AOL is on the verge of selling off Bebo, the social-networking site it acquired for $850 million (£570m) in 2008. According to the Wall Street Journal, AOL will offload the site for around $10 million (£7m) to a group of Californian angel investors, Criterion Capital Partners, that specialises in revitalising underperforming companies.
Neither AOL nor Criterion have commented on the reports, though industry experts believe a deal could be reached between the two parties by the end of this week.
AOL announced in April that it planned to sell off Bebo, or close the social-networking site if it couldn't find a buyer.
"Bebo, unfortunately, is a business that has been declining, and, as a result, would require significant investment in order to compete in the competitive social-networking space," said Jon Brod, executive vice-president of AOL Ventures, the independent venture capital division of the company. "AOL is not in a position at this time to further fund and support Bebo in pursuing a turnaround in social networking."
The WSJ said that although the exact terms of the deal had not been disclosed, one person close to the negotiations said it was "an exceptionally uninspiring number" with "almost total value destruction".
Last month, Michael Birch, who co-founded Bebo with his wife Xochi, ruled out any plans to buy back the social-networking site. He said he expected the site to sell for substantially less than AOL paid for it, and that social gaming companies could be interested in snapping up Bebo in any fire sale.
“Most social networks have gone into gaming and I think somebody will buy Bebo from AOL as it still has still has a lot of unique users a month and that’s valuable,” he said. “I don't think AOL will get a huge amount of money for it – I think the absolute ceiling price is £50 million ($75m).
"It wouldn’t surprise me if a company in the social gaming space, a company like Zynga, snapped it up.”

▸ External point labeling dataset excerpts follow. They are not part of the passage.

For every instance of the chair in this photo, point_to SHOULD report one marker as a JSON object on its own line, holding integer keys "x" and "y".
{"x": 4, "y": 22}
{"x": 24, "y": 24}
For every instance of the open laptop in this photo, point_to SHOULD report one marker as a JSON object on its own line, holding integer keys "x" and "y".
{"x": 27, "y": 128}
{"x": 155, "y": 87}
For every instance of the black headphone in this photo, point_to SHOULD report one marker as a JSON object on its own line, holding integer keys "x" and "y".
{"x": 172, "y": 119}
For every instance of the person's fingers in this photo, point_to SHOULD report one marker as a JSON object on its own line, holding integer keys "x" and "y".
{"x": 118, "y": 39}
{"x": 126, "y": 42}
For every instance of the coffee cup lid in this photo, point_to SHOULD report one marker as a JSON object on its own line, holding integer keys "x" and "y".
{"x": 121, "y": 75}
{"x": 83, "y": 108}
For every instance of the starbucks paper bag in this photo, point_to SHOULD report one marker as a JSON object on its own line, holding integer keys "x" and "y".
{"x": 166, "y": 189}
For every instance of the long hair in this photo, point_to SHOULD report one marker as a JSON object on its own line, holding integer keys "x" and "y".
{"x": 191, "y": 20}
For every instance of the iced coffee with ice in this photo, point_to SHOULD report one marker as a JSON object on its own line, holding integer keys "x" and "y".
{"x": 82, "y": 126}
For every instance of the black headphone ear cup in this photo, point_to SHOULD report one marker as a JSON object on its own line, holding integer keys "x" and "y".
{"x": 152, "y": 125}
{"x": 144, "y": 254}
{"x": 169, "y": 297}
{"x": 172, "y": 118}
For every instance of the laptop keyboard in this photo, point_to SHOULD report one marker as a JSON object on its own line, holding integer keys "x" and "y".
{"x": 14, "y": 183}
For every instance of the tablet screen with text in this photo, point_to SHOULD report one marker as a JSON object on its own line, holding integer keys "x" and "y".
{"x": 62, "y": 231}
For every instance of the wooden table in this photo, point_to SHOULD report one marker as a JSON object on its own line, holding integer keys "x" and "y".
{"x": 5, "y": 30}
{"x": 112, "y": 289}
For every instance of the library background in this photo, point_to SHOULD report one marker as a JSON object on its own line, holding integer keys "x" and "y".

AOL has struggled to breathe new life in to Bebo since it acquired the site two years ago. Rival social-networking sites, such as Facebook and Twitter, have grown in popularity, while older services, including one-time rival MySpace, have failed to keep pace.
AOL was itself the subject of an ill-fated takeover during the dotcom boom, when it was bought by TimeWarner in 2000 for $164 billion. The value of the company plummeted when the dotcom bubble burst, and AOL was eventually spun off as a separate entity last December.